Os livros “Cinema contra Cinema”, de Joaquim Canudo Almeida (1931), e “Cinema e Educação”, de Jonathas Serrano e Francisco Venâncio Filho (1931), são as primeiras tentativas, no Brasil, de organizar o uso do filme dentro do espaço escolar. Segundo Alvarenga essas ações levaram o governo federal a criar um decreto em prol do cinema e educação. O decreto 21.240, de 1932 que prevê a criação de uma Taxa Cinematográfica para Educação Popular, bem como a criação de um órgão especial ligado ao Ministério da Educação e Saúde Pública.
A década de 1930 com o surgimento do novo governo revolucionário de Getúlio Dorneles Vargas cria outros debates dentre eles sobre a educação uma disputa entre a igreja católica que era contra a laicização do ensino o que fazia a igreja ser contra o movimento da Escola Nova que era um grupo de professores e pesquisadores que desejavam modificar o modo como a educação brasileira está sendo conduzida, e uma delas tirar a visão religiosa que as escolas da época apresentavam. O cinema fica no alvo do governo e de professores pois contribui na forma que o cidadão, no caso aluno, passa a ver a sociedade.

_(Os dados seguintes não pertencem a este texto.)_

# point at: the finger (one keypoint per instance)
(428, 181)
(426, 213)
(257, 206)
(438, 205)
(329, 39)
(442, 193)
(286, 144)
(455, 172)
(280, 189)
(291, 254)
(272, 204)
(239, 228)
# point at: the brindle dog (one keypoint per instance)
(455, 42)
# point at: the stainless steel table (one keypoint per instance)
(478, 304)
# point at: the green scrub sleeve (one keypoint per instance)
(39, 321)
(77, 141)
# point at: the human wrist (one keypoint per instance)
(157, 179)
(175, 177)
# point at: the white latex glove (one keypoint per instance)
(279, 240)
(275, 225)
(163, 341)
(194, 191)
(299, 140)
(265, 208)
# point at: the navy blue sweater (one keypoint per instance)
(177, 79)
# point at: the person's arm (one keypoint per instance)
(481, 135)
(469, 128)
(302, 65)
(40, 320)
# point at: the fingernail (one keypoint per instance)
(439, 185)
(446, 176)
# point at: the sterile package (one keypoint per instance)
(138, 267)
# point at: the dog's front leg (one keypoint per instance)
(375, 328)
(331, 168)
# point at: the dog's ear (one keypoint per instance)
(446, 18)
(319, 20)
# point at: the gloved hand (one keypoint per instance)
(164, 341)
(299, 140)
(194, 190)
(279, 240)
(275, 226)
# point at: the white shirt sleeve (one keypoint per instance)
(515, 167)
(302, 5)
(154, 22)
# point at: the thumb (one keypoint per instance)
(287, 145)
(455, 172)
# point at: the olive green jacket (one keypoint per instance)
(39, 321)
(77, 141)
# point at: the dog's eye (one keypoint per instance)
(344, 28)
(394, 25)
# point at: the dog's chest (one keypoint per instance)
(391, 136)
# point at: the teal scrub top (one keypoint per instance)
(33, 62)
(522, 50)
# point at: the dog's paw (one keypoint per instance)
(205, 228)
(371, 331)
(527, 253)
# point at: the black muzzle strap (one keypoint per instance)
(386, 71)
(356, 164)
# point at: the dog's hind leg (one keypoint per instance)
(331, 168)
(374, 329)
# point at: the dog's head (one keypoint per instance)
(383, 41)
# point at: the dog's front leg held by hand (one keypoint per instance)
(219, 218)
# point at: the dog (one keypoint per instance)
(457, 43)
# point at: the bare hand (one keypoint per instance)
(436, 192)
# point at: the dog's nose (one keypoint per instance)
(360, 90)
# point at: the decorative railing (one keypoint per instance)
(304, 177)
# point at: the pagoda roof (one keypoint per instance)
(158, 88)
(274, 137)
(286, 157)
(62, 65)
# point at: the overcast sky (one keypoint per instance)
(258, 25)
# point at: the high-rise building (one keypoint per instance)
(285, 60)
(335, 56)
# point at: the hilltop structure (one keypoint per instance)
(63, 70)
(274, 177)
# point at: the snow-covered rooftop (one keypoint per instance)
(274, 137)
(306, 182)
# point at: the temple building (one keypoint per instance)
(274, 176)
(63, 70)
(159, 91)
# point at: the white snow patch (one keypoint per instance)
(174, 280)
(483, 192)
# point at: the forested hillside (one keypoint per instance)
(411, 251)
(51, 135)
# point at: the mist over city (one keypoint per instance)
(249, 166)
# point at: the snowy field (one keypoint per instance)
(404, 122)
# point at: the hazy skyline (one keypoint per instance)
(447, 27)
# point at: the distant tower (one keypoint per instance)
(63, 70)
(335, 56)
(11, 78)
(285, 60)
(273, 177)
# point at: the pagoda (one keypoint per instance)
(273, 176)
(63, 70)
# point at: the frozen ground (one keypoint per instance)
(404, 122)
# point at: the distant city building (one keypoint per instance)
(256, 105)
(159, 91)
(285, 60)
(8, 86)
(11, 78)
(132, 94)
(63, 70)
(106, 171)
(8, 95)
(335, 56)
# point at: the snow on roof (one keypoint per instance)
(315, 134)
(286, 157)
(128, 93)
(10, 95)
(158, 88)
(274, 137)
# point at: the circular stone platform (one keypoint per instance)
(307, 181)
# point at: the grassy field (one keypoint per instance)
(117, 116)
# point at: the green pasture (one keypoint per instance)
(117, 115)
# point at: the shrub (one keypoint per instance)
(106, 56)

Esse debate se estende para a criação de um convênio que debatesse essa relação entre cinema e educação, sendo assim no dia 3 de janeiro de 1933, o Convênio Cinematográfico Educativo foi aberto com um discurso de Roquete Pinto, defendendo o uso do Cinema no processo educacional. Roquette-Pinto apresenta propostas do Cinema Educativo para contribuir com a sociedade.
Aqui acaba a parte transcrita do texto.